Mother in law and her two siblings have done everything necessary to claim their rights and have a few wells up, one producing, with more being planned and expect to rec'v royalties soon.
What happens to the unclaimed rights for the missing/disinterested heirs. What happens to the royalties. Does mother in law and her siblings have a right to claim this as the only known survivors, or at least the only interested survivors. Can they file a quiet claim, etc..
She has heard through landman or someone in the chain of leasing that a couple people have been found but have no interest in providing the information necessary to make their claim legal? This might sound dumb, but it was a lot of work, of course it was work when there were no royalties on the horizon, in hindsight it was pretty simple for the revenue that will come in.

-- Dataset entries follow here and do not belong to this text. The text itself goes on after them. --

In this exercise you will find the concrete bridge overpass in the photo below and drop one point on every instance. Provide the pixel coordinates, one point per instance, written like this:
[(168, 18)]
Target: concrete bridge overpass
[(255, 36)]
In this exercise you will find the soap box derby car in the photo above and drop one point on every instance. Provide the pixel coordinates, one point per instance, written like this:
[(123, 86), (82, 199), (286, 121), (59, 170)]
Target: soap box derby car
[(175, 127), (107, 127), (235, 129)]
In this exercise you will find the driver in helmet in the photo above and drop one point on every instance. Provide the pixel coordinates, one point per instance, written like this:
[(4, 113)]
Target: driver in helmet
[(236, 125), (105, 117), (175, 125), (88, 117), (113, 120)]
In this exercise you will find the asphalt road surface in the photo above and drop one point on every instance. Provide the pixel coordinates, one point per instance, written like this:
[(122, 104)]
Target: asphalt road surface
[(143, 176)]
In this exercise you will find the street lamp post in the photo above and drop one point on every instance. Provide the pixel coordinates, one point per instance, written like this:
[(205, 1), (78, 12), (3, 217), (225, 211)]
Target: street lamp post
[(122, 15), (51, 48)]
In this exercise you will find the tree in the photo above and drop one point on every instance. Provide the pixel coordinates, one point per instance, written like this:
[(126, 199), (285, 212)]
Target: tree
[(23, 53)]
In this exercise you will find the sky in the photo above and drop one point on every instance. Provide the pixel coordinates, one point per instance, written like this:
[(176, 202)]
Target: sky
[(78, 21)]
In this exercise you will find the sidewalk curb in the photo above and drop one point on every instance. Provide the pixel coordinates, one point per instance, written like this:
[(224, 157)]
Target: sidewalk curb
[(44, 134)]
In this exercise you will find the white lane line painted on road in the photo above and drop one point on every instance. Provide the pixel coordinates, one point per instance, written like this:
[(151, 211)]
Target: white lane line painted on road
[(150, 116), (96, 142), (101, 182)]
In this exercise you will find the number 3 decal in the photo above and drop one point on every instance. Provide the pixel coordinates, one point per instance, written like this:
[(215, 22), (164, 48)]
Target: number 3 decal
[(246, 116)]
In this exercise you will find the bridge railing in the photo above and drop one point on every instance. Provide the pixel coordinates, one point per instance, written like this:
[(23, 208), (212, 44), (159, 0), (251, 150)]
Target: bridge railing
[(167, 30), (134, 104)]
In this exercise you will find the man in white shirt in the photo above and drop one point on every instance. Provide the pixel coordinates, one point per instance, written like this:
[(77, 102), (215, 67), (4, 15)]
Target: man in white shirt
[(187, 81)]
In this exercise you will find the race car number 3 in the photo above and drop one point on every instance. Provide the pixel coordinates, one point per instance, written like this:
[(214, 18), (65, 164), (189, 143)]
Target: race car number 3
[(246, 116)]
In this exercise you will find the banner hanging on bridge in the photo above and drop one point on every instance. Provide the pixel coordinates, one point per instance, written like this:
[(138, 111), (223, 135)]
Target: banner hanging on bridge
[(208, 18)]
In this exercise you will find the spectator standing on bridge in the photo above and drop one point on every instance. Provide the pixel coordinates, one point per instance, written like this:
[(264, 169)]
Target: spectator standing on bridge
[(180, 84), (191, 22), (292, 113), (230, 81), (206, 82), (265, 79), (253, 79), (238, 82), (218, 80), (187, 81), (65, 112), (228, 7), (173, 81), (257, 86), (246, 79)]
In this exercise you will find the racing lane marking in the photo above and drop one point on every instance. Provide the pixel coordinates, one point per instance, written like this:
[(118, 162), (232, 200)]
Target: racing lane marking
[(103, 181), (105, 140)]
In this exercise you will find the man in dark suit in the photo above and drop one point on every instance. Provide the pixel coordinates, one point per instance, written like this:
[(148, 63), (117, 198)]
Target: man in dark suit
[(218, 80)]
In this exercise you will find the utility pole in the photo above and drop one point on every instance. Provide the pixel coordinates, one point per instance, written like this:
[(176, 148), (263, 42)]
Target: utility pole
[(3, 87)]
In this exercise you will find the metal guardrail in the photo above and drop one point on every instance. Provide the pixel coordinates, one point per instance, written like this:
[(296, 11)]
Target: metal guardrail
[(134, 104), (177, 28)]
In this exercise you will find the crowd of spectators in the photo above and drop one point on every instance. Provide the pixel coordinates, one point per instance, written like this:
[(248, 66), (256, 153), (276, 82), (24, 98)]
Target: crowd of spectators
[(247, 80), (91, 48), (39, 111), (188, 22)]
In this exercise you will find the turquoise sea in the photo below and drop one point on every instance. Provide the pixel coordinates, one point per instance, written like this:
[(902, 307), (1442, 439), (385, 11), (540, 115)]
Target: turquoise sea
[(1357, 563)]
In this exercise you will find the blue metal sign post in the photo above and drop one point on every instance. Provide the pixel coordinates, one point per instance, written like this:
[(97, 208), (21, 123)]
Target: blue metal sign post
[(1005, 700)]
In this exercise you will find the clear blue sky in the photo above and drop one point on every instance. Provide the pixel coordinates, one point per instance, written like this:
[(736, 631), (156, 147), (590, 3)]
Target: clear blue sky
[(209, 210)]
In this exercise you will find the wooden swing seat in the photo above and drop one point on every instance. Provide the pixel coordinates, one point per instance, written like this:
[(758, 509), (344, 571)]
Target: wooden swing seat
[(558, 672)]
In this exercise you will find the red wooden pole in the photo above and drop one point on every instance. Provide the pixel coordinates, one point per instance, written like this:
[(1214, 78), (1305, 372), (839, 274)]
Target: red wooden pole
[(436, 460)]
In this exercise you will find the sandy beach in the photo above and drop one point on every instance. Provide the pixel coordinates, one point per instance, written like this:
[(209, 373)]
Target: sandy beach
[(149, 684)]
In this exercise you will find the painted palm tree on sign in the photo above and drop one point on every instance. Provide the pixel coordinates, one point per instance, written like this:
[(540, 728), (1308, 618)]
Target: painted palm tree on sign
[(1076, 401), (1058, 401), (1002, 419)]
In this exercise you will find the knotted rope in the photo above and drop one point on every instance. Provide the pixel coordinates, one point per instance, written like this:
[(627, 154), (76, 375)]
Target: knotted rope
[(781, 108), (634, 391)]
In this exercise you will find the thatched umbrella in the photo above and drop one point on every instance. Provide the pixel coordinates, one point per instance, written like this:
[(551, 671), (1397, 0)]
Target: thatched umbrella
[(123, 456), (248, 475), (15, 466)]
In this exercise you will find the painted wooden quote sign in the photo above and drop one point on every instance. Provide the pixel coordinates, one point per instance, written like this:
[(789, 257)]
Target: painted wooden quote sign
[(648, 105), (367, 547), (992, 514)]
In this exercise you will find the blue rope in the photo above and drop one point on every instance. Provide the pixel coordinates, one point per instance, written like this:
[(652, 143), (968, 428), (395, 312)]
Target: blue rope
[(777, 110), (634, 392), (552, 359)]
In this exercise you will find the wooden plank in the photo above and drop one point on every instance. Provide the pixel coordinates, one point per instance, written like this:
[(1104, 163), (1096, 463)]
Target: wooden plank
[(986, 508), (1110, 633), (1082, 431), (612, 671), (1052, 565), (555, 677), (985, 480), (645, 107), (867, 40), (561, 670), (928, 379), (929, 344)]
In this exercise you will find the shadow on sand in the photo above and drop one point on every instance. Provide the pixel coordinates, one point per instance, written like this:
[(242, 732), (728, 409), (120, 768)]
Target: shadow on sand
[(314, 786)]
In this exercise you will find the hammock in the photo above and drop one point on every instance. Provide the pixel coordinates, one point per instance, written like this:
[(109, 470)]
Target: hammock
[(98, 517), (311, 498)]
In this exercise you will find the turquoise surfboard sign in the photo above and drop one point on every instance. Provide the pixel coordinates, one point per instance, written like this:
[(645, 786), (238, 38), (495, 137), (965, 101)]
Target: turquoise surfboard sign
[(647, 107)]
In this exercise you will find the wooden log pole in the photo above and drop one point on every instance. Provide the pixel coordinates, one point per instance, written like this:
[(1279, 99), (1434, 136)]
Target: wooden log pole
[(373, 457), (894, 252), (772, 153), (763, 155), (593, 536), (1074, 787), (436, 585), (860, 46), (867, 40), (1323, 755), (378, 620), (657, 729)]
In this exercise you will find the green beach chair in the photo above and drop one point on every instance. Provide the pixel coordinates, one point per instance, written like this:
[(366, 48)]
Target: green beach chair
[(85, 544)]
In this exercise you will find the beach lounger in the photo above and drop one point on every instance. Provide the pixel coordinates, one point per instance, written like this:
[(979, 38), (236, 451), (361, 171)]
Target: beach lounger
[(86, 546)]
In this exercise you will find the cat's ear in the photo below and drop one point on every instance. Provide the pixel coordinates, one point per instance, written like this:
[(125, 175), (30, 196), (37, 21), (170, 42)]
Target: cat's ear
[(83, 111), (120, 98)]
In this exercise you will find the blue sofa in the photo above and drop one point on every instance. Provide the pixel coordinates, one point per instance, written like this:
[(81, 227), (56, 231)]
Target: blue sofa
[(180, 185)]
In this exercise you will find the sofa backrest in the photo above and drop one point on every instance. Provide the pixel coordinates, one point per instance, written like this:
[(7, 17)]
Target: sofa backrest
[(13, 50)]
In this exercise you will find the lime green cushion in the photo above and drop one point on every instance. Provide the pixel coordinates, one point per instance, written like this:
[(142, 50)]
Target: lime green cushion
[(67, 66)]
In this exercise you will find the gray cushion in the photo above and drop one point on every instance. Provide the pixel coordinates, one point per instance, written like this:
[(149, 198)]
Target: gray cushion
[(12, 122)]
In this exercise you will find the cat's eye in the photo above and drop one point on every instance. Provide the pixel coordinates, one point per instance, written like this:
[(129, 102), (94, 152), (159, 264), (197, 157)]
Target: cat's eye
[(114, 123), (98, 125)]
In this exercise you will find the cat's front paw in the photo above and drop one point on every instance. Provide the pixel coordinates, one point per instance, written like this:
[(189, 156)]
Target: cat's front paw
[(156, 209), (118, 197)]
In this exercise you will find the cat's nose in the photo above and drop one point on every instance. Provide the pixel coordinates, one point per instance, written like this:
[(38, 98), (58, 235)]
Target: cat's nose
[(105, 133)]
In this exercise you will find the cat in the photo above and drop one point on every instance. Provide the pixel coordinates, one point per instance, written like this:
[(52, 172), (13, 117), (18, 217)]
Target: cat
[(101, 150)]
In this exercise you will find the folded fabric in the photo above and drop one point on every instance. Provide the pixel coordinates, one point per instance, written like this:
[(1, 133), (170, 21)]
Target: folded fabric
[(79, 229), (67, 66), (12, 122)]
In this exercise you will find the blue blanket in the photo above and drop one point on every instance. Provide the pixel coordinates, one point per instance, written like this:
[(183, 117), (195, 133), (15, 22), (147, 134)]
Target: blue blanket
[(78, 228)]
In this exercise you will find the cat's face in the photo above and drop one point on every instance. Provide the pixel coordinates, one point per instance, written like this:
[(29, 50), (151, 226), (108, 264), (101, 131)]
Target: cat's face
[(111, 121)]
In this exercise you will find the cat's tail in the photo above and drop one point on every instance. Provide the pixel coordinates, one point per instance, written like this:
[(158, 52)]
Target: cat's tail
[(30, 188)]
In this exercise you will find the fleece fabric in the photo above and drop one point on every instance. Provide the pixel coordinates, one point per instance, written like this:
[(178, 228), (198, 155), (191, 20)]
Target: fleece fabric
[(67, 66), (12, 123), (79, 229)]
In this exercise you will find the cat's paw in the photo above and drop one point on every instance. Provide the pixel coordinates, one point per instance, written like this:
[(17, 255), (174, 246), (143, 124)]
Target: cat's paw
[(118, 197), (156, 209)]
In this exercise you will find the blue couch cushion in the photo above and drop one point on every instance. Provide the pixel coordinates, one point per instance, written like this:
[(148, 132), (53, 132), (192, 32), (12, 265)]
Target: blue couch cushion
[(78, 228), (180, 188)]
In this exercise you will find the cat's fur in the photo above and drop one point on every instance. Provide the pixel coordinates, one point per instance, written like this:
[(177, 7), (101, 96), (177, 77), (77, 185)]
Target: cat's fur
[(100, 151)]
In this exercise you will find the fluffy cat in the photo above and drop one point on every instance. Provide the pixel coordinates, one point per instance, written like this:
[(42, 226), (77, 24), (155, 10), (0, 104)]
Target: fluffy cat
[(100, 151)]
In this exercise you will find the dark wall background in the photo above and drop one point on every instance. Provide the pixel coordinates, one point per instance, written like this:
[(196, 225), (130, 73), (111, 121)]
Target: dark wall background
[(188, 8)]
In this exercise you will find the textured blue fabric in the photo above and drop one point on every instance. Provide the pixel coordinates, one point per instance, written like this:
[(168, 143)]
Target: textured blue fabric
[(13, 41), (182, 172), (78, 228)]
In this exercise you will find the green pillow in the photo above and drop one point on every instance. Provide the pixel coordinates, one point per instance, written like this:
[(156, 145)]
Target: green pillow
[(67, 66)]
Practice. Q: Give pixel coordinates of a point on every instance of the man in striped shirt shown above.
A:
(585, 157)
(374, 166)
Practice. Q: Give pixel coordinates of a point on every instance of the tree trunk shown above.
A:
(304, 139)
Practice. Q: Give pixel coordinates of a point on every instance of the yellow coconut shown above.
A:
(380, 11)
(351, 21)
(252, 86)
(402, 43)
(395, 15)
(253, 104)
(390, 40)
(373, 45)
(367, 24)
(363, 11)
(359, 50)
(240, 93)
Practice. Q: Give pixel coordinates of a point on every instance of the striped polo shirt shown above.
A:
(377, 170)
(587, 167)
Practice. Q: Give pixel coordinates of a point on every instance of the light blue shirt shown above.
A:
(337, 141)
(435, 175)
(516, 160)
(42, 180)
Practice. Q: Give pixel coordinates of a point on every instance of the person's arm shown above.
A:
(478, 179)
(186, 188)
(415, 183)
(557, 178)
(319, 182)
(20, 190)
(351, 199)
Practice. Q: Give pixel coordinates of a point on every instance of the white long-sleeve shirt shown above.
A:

My limited knowledge is that the land owner can make a claim on abandoned rights, but is this really abandoned? when there are fractional interest that aren't abandoned, do the fractional owners have a right to claim them? the easy answer is anyone can make a claim, but is there a legitimate chance that she can make this claim valid? She doesn't want them to go to strangers or the state if she can help it? She assumed people would be found and step up as her and her siblings did but for the past couple years, no one.
This is in North Dakota, bakken, not sure what county.
Main questions, do they have a claim to others rights? where do the royalties go? escrow? can they file a claim, like quiet claim for the rest of the rights?